Tischgespräche IV

Mancher wäre gerne seinen Tisch los doch ihm fehlen vier Beine.

Er saß lange auf die Platte. Dachte. Buchenholz, exotischer. Das fast zehnjährige Protokoll eines Scheiterns auf der Suche nach dem Feuer war der gefeaturete Affront, der zusammenformte. Danach haengt im alten Klischee der Zopf wie ein Zaunpfahl den Turm herunter. In der Vorhalle vom Finanzamt starb er schließlich den kleinen Tod. In Herbstlaub, Kind und Gartenlaube. Genug Holz gemacht. Späne fallen. Das Ende nach dem Ende nur eine neue such*

 

 

Dieser Beitrag wurde von schwaene werden nicht gegessen am 3. Juni 2016 um 09:09 Uhr geschrieben.

Genre: Rezensionen, Trauersymmetrie

8 Kommentare »

  1. ich glaub’ ich hab nen stromkreis im mund…

    Comment by frau kleist — 21. Januar 2017 @ 23:48

  2. Stromkreis? Sprechdurchfall, wenn ich so die Kommentarleiste sehe. Zurückhaltung ist eine Zier. Mensch, haben Sie nicht was anderes zu tun als sich hier fleißig selbst zu bespaßen?

    Comment by rapunzel — 22. Januar 2017 @ 08:57

  3. meine küsse schmecken moralinsauer, der speichel ist eine batterie.

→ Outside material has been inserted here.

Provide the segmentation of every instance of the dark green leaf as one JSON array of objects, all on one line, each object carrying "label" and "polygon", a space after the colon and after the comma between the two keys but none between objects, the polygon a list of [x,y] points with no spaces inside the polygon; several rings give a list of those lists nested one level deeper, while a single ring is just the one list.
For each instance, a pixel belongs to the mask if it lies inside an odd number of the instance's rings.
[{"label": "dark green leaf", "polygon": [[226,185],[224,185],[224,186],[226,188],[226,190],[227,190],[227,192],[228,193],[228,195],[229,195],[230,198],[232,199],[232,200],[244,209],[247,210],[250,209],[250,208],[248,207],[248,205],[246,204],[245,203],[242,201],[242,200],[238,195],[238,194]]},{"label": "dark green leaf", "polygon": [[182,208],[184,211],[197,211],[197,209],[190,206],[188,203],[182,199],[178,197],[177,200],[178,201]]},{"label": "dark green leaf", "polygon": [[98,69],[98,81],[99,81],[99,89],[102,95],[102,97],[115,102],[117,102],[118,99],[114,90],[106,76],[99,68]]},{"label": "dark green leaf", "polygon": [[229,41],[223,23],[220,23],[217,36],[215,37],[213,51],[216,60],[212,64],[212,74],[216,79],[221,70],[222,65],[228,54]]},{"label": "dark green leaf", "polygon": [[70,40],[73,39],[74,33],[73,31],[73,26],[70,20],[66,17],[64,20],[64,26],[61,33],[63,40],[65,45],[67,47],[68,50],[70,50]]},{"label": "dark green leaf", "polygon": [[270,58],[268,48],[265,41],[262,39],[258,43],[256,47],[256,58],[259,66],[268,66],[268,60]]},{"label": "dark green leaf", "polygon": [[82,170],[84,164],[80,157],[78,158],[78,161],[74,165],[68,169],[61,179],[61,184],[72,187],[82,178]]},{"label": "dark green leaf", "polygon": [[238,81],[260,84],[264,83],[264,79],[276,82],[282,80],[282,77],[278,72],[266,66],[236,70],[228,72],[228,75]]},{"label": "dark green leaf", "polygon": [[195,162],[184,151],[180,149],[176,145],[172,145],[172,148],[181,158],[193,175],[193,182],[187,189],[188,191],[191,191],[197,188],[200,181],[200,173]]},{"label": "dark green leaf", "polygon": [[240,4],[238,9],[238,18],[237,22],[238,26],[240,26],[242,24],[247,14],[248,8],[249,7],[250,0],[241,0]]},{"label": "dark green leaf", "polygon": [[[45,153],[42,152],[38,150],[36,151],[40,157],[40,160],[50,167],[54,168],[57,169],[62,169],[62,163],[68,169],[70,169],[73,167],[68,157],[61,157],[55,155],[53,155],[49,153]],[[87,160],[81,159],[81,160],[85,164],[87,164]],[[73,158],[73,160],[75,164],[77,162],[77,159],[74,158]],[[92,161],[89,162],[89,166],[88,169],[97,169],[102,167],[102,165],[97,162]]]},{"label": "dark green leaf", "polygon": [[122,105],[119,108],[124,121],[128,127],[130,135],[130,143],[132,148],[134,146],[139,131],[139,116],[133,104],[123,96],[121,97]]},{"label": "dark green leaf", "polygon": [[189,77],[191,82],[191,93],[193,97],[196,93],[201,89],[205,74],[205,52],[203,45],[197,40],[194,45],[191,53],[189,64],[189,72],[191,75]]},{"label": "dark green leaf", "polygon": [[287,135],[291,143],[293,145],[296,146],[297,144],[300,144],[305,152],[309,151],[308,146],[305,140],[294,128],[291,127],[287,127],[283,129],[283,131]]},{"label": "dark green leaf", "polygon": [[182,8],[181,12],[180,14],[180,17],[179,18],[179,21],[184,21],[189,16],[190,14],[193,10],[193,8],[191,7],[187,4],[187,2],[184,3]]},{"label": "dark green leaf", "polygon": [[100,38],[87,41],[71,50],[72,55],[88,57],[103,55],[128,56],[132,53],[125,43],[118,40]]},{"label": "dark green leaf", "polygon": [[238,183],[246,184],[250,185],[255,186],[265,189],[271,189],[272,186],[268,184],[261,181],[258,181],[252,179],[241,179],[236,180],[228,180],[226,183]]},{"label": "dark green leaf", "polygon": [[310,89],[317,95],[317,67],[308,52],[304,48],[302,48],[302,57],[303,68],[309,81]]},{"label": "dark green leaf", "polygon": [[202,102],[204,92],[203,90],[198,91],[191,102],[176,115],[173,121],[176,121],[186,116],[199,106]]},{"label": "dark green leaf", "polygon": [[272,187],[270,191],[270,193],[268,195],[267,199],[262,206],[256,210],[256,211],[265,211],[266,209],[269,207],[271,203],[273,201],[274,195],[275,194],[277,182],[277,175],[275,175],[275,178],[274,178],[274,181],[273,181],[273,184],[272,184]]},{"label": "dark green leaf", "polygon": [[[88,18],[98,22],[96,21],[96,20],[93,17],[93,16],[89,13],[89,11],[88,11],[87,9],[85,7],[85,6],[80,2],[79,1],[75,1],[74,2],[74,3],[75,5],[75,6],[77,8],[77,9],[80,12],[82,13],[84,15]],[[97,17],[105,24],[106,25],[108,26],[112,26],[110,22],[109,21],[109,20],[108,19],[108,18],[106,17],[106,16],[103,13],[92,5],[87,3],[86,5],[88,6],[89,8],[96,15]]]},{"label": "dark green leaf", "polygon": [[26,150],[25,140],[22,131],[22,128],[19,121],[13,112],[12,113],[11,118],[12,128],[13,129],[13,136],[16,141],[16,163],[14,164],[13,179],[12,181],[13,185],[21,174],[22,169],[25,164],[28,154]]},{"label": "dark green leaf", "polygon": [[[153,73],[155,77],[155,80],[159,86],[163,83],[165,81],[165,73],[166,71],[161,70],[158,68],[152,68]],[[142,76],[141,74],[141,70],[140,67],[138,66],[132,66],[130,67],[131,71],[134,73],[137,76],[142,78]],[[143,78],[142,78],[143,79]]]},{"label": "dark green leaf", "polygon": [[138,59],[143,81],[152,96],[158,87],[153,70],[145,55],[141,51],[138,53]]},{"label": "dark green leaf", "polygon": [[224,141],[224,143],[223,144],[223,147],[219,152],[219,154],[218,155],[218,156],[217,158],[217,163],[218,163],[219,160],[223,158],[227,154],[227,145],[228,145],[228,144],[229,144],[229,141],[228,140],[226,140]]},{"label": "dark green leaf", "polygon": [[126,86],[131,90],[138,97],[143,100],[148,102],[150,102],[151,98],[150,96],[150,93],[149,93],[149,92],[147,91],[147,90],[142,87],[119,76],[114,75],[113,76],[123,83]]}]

    Comment by frau kleist — 22. Januar 2017 @ 10:00

  4. er saß lange auf der platte. die platte hatte ein magnetfeld und war elektrisch geladen. mit einer holzplatte hatte er nichts im sinn. wo schwirrt schon ein stück holz durch den weltraum – metallteilchen hingegen finden wir fast über-all. dna – auch holz hat dna – suchen wir hingegen vergeblich. doch das ist kein grund traurig zu werden: denken wir nur an das foucaultsche pendel. auf ihm ruht die kraft des gesamten universums. und sein hintern da auf der platte hat sicher ne ähnliche kraft. sitzen ist universelle kompression.

    Comment by frau kleist — 22. Januar 2017 @ 22:26

  5. frau kleist hat recht. es wird zeit, sich mit dem strom im eigenen körper zu beschäftigen, insbesondere in zeiten, in denen die kollektive verblödung, die hirnliche verschwammung und die auflaugung der alten werte gerade erst am anfang ist. gegen die verblödung hilft nur bücher schreiben.

    Comment by schwaene werden nicht gegessen — 22. Januar 2017 @ 22:36

  6. Ach, das Lesen guter Bücher würde ja schon ein Anfang sein…

    PS: Was genau sind den “alte Werte”? Bitte mal genauer arbeiten bzw. formulieren. Sonst wird das nix mit dem Buchschreiben. Also ein gutes Buch. Was man und ich auch lesen will.

    Comment by rapunzel — 23. Januar 2017 @ 09:12

  7. Anstand, heile Hosen, gute Tischmanieren.

    Comment by frau kleist — 23. Januar 2017 @ 14:20

  8. Das ist ja man dürftig. Dürfen es denn auch heile Röcke sein? Was bspw. ist mit der Konservationsfähigkeit? Sie sprechen mit sicher zu: Die ist heute elektronisch verkümmert.
    Gesellschaftliche Umgangsformen? Gut, verbuchen wir unter Anstand. Was ist Anstand?
    Tischmanieren? Nur tapfer das Besteck halten? Oder mehr nachdenken über den Wert des Essens an sich? Wie stopfe ich was warum in mich hinein?
    Mahlzeit und bis zur nächsten Mail verbleibe ich mit besten Grüßen.